Nitpickers would point out that you can't combine velocities
by simple addition
because of the laws of Special Relativity.
Even when the situation under discussion takes place
at non-relativistic speeds.
As for the suggestion,
"Explain it once and link it everywhere,"
you're assuming that I can even explain it once,
that doing so is less work than just saying
"not exactly true, but true enough,"
and that I would enjoy explaining it in the first place.
If you don't like it, you can ask for your money back.
Okay, I went back and dug through the old Windows 3.0
source code to answer this question.
It took me about four hours to study it all,
try to understand what the code was doing,
and then distill the conclusions into this article.
Writing up the results took another two hours.
That's six hours I could've spent doing something enjoyable.
The 16-bit Windows kernel was actually three kernels.
One if you were using an 8086 processor,
another if you were using an 80286 processor,
and a third if you were using an 80386 processor.

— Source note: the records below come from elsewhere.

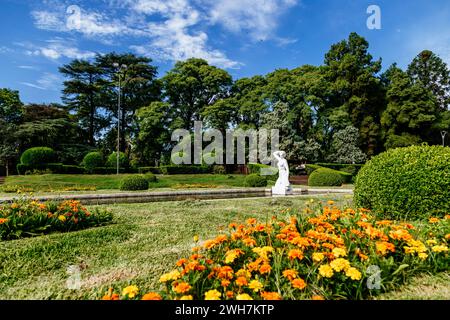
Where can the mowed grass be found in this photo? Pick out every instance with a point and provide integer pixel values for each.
(49, 182)
(144, 242)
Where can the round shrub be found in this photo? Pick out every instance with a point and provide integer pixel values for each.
(38, 156)
(255, 180)
(134, 183)
(92, 160)
(324, 177)
(123, 160)
(406, 183)
(150, 177)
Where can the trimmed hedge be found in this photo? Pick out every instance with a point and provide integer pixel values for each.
(325, 177)
(185, 169)
(406, 183)
(38, 156)
(92, 160)
(349, 168)
(154, 170)
(255, 180)
(150, 177)
(123, 161)
(134, 183)
(310, 168)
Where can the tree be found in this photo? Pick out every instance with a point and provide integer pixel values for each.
(356, 93)
(411, 111)
(11, 114)
(82, 94)
(344, 148)
(190, 87)
(433, 73)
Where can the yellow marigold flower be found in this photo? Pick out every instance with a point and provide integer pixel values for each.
(353, 273)
(295, 254)
(231, 255)
(299, 283)
(182, 287)
(423, 255)
(318, 256)
(243, 296)
(212, 295)
(326, 271)
(130, 291)
(339, 252)
(173, 275)
(265, 268)
(241, 281)
(255, 285)
(440, 248)
(340, 264)
(151, 296)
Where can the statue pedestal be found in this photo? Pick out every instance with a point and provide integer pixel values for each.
(281, 191)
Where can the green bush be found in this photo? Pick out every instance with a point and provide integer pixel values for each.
(134, 183)
(310, 168)
(38, 156)
(349, 168)
(406, 183)
(150, 177)
(185, 169)
(325, 177)
(92, 160)
(123, 161)
(154, 170)
(255, 180)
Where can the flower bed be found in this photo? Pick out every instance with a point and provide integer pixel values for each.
(332, 254)
(26, 217)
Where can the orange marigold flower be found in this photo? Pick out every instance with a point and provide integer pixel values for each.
(265, 268)
(250, 242)
(151, 296)
(271, 296)
(241, 281)
(299, 284)
(290, 274)
(182, 287)
(295, 254)
(225, 272)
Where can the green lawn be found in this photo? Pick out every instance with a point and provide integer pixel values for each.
(58, 182)
(145, 241)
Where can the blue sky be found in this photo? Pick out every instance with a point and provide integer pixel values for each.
(246, 37)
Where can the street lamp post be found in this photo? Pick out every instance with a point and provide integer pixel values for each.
(443, 134)
(120, 69)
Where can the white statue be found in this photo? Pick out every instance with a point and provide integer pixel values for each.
(282, 186)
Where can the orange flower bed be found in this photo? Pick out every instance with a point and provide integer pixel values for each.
(333, 254)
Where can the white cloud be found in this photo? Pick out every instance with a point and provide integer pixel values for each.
(48, 81)
(170, 29)
(255, 17)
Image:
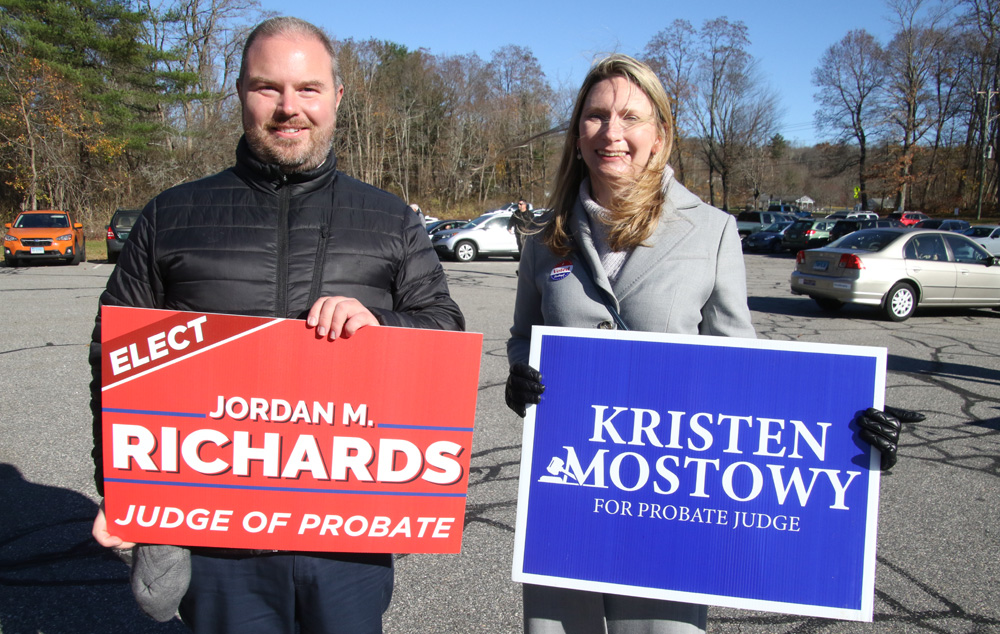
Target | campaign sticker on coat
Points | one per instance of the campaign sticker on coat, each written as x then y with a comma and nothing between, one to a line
707,470
248,432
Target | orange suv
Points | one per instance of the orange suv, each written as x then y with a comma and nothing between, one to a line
39,236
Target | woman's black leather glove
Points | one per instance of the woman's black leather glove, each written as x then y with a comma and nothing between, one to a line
881,429
524,387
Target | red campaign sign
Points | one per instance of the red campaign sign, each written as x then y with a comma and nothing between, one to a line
249,432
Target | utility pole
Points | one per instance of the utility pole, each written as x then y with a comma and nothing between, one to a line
983,141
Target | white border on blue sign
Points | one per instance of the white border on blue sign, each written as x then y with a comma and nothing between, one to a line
866,610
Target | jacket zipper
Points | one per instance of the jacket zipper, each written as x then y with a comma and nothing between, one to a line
281,281
324,235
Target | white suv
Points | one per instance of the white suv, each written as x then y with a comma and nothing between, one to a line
488,234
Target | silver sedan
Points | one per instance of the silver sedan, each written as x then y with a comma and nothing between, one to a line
898,270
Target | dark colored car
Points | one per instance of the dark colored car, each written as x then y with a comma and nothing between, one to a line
118,230
943,225
769,239
908,217
844,227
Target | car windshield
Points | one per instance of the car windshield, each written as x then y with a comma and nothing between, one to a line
484,219
125,220
42,221
866,240
979,232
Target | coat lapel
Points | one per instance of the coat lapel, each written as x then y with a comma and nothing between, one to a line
588,252
672,228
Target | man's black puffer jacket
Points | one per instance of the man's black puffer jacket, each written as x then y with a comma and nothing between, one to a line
253,241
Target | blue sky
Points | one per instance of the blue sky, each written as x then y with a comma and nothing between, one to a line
788,36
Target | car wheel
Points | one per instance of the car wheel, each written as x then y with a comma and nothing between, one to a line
900,302
828,303
466,251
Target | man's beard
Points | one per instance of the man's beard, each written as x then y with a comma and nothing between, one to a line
291,155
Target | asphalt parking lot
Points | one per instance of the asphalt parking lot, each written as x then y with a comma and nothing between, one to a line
938,541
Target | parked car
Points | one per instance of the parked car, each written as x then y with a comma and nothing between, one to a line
843,227
784,208
748,222
444,225
807,234
118,230
898,270
908,218
44,236
769,239
486,235
942,225
853,215
986,235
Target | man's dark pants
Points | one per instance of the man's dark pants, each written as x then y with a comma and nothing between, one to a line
269,593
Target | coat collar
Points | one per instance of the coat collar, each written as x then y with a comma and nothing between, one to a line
671,228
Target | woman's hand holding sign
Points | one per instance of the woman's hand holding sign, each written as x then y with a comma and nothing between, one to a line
103,536
524,387
881,429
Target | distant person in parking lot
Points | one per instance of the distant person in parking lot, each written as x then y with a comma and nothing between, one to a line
248,241
520,222
646,254
423,219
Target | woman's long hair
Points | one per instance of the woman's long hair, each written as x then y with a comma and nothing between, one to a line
635,208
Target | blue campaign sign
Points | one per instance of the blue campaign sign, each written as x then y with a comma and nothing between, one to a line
702,469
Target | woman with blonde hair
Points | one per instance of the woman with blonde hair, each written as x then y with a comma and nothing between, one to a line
642,253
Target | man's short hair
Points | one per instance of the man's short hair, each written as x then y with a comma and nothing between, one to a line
291,26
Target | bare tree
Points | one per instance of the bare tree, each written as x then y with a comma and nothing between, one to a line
736,110
672,54
910,106
850,76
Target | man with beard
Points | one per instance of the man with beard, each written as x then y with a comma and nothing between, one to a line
282,234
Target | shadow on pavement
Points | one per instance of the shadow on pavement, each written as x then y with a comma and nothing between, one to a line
54,577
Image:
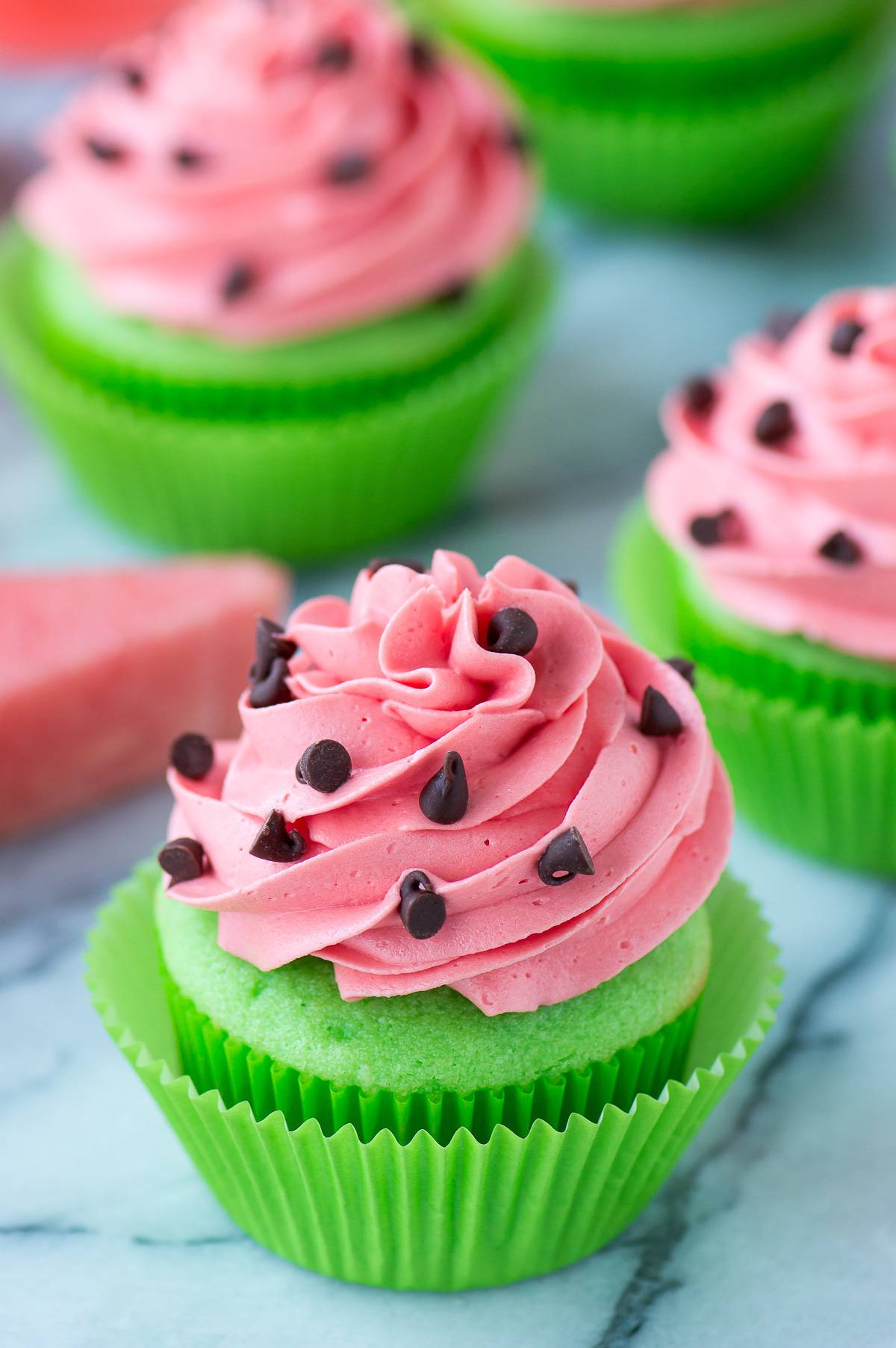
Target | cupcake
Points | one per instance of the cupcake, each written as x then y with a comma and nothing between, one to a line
276,281
767,554
691,111
448,954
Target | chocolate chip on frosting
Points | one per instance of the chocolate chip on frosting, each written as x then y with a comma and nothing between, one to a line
422,909
193,757
276,843
712,530
184,859
685,668
698,395
841,549
845,336
658,715
775,425
351,167
325,766
564,857
512,631
447,795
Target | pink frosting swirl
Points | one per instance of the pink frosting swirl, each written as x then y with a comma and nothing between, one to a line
782,487
261,172
402,676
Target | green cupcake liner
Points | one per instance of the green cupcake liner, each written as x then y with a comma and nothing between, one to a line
214,1058
294,487
685,55
426,1215
820,780
715,164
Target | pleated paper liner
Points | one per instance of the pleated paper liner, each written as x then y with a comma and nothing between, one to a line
186,373
682,53
214,1058
298,487
426,1215
710,164
820,780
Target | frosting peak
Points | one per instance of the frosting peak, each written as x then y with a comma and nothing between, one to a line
780,477
581,843
263,172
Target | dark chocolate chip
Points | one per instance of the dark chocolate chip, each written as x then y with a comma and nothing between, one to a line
270,645
685,668
658,715
422,909
712,530
698,395
455,293
184,859
379,562
783,323
325,766
423,55
187,158
842,549
193,757
107,152
845,336
351,167
775,425
512,631
276,843
335,55
273,689
564,857
447,795
239,282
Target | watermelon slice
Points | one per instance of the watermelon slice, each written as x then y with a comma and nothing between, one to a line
102,670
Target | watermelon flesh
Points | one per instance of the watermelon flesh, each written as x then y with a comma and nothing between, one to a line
102,670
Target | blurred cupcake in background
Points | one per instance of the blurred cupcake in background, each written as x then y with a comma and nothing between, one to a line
694,111
767,556
276,278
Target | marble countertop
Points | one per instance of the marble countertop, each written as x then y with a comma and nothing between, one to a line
779,1227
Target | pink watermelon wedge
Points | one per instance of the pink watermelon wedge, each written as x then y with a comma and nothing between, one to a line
102,670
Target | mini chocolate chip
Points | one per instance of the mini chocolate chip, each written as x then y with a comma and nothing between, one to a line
270,645
564,857
782,324
187,158
658,715
517,139
447,795
842,549
685,668
775,425
107,152
351,167
325,766
184,859
455,293
134,78
335,55
239,281
273,689
276,843
422,53
710,530
698,395
845,336
512,631
422,909
193,755
379,562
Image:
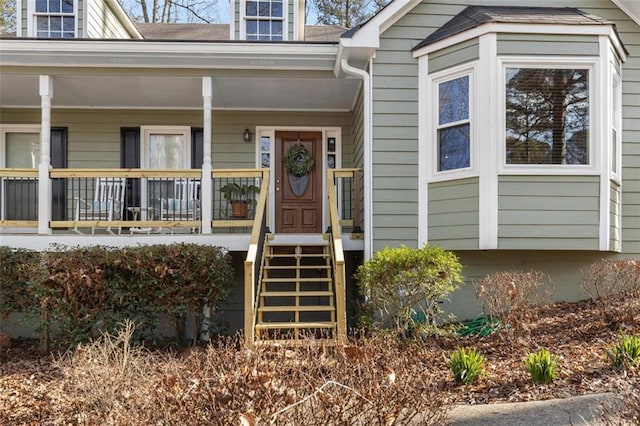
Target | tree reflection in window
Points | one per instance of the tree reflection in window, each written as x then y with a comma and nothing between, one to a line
547,116
454,127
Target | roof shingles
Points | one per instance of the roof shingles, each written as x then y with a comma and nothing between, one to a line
474,16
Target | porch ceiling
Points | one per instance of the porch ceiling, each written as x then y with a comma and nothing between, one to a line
318,92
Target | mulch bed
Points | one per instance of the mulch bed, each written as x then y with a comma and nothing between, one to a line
577,332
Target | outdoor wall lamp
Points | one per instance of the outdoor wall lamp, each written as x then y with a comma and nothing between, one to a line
246,136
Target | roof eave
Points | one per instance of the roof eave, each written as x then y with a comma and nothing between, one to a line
494,27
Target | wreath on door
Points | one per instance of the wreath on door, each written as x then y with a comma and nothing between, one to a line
299,163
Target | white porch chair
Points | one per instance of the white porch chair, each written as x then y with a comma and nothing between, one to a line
185,203
107,204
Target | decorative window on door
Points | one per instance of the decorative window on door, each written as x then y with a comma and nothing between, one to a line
264,20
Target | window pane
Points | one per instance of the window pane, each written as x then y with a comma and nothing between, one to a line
453,100
166,151
547,116
54,6
67,6
56,23
252,26
263,9
41,6
68,24
276,9
265,28
252,8
453,147
276,27
42,23
23,150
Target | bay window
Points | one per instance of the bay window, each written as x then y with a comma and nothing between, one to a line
547,115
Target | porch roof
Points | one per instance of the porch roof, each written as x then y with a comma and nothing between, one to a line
167,74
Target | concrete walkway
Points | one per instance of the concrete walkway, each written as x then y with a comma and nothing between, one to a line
575,411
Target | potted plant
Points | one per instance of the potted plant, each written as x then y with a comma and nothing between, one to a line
299,163
241,197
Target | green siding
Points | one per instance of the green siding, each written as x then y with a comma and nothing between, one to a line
547,44
25,20
453,214
395,132
395,127
80,17
614,218
94,135
103,23
291,29
565,215
454,55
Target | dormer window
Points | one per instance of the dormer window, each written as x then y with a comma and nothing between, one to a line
264,20
55,19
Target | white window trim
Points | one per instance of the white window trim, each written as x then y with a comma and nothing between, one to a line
14,128
327,132
146,131
591,64
433,174
616,122
31,21
285,20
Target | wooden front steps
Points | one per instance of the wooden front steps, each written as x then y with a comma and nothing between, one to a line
296,293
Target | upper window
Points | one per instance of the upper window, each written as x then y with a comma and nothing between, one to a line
547,116
55,19
264,20
454,125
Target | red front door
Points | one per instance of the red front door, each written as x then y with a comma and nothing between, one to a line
299,200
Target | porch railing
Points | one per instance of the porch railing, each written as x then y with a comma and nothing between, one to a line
343,209
253,262
150,200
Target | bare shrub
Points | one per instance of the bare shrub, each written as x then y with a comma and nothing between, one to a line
508,296
377,382
606,282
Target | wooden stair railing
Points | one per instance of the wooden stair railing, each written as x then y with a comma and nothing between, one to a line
297,294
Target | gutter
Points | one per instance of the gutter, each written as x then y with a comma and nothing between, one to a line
368,154
124,19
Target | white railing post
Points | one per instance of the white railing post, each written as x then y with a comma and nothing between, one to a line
206,209
44,182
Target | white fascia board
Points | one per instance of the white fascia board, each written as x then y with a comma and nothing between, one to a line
123,18
131,54
630,7
524,29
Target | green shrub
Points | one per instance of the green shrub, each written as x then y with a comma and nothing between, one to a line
466,365
626,352
397,281
86,290
541,366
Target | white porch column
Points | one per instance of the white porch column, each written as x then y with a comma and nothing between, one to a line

The 8086 kernel was a completely separate beast,
but the 80286 and 80386 kernels shared a lot of code in common.
The major difference between the 80286 and 80386 kernels was
in how they managed memory,
because the descriptor tables on the 80386 were a different
format from the descriptor tables on the 80286.
The 80386 memory manager could also take advantage of the new
But the difference between the 80286 and 80386 kernels were not
based on whether you were running Standard or Enhanced mode.
If you're running on an 80386 processor, then you get
the 80386 kernel, regardless of whether you're using
Standard or Enhanced mode Windows.
And since Enhanced mode Windows required an 80386 processor,
the behavioral changes between Standard and Enhanced mode
were restricted to the 80386 kernel.
The 80386 kernel was designed to run as a DPMI client.
It asked the DPMI host to take it into protected mode,
then used the DPMI interface to do things like allocate
selectors and allocate memory.
If you ran Windows in Standard mode,
then the DPMI host was a custom-built DOS extender that
was created just for
Standard mode Windows.
If you ran Windows in Enhanced mode,
then the DPMI host was the 32-bit virtual machine manager.
Abstracting to the DPMI interface
allowed a single 80386 kernel to run in both Standard
and Enhanced modes.
And in fact if you ran Enhanced mode Windows
with paging disabled,
then the code running in the 80386 kernel was pretty much
the same code that ran if you had run the 80386 kernel
under Standard mode Windows.
One obvious place where the behavior changed was in the
code to manage MS-DOS applications,
because Enhanced mode Windows could multi-task MS-DOS applications,
and Standard mode Windows could not.
Another place where the behavior changed was in
in the code to allocate more selectors:
The attempt to retry after
extending the local descriptor table was skipped if
you were running under the Standard mode DOS extender,
because the Standard mode DOS extender didn't support
extending the local descriptor table.
And another difference is that the Windows idle loop
in Enhanced mode would issue a special call to release
its time slice to any multi-tasking MS-DOS applications.
(If you were running in Standard mode, there were no
multi-tasking MS-DOS applications,
so there was nobody to release your time slice to.)
Another thing special that the 80386 kernel did was
register with the virtual machine manager so that it
could display an appropriate message when you pressed
For example, you saw this message if you hit
while there was a hung Windows application:
But all these differences are minor in the grand
scheme of things.
The window manager behaved the same in Standard mode
and Enhanced mode.
GDI behaved the same in Standard mode
and Enhanced mode.
Printer drivers behaved the same in Standard mode
and Enhanced mode.
Only the low-level kernel bits had to change behavior
between Standard mode and Enhanced mode,
and as you can see,
even those behavior changes were relatively minor.
That's why I said it was "true enough" that what was running
inside the virtual machine was a copy of Standard-mode Windows.